Amizade quase colorida




Domingo a noite, estava num bar qualquer com nossos amigos. Um deles por acaso citou seu nome, normal. Ai você virou o assunto da mesa, como sempre. Disseram que você estava com alguém. Não sei qual foi minha expressão, só consegui sussurrar um não pode ser, bem baixinho. Para minha felicidade alguém ouviu e começou a me perguntar sobre meus sentimentos por você.

Afinal o que nós éramos? Nunca conseguir entender, mas era bom assim. Você dizia que no final era com você que eu ia ficar. Lembra quando quase prometemos isso? Eu fingia que te odiava e você fingia que acreditava. Mas no final você sempre esteve ali para mim, assim como eu sempre estarei aqui por você.

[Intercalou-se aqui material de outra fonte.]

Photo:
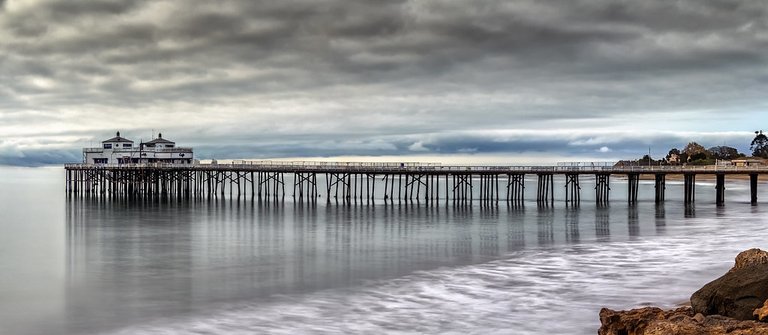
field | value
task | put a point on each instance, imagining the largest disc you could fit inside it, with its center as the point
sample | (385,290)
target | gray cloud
(332,77)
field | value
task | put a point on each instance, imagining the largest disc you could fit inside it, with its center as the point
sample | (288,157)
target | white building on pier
(120,150)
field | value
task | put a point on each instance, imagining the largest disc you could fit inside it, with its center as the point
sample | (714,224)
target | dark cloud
(365,77)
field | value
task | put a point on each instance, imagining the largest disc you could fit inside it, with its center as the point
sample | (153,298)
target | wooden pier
(353,183)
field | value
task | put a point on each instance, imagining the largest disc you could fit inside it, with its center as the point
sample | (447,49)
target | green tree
(759,145)
(673,157)
(724,152)
(694,148)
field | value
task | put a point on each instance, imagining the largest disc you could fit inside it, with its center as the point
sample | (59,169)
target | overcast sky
(468,80)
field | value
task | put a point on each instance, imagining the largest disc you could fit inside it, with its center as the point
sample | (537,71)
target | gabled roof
(160,140)
(117,138)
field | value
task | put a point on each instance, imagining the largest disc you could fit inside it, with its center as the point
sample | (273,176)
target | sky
(471,81)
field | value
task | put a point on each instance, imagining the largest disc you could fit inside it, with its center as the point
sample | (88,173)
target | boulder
(761,314)
(739,292)
(635,321)
(681,321)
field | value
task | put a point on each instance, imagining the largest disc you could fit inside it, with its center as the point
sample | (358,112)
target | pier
(356,183)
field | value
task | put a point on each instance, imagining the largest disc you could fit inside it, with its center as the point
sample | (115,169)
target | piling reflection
(572,234)
(145,258)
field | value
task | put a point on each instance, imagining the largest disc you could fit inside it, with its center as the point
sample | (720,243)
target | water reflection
(603,223)
(572,234)
(128,262)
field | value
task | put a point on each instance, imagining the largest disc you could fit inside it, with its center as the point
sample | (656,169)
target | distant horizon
(594,80)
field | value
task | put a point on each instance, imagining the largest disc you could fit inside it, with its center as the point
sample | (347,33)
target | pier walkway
(349,182)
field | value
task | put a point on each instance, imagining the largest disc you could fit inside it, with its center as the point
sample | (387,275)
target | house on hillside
(120,150)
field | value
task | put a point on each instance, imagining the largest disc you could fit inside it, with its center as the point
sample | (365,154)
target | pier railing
(355,181)
(430,167)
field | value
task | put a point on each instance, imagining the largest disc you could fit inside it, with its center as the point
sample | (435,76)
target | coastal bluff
(736,303)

Éramos amigos, sem dúvida alguma. Você era meu otário e eu era sua babaca. Dizíamos coisas engraçadas e sem nexo algum, madrugada afora. Saíamos frequentemente e brigávamos em todo trajeto, como um casal de velhos. Cara, você sempre fora insuportável.
Alguém do outro lado da mesa disse que todos encontramos a felicidade a dois. Desculpa, mas alguém lá em cima deve ter comido a minha com haxi.

Perguntaram-me novamente como me sentia com isso. Evitei o suspiro e forcei um sorriso. Neguei diante de todo mundo e depois em casa neguei para o espelho. Eu não podia  dizer que gostava de você porque isso se tornaria real e se fosse, tinha medo do dia que você tivesse que ir embora.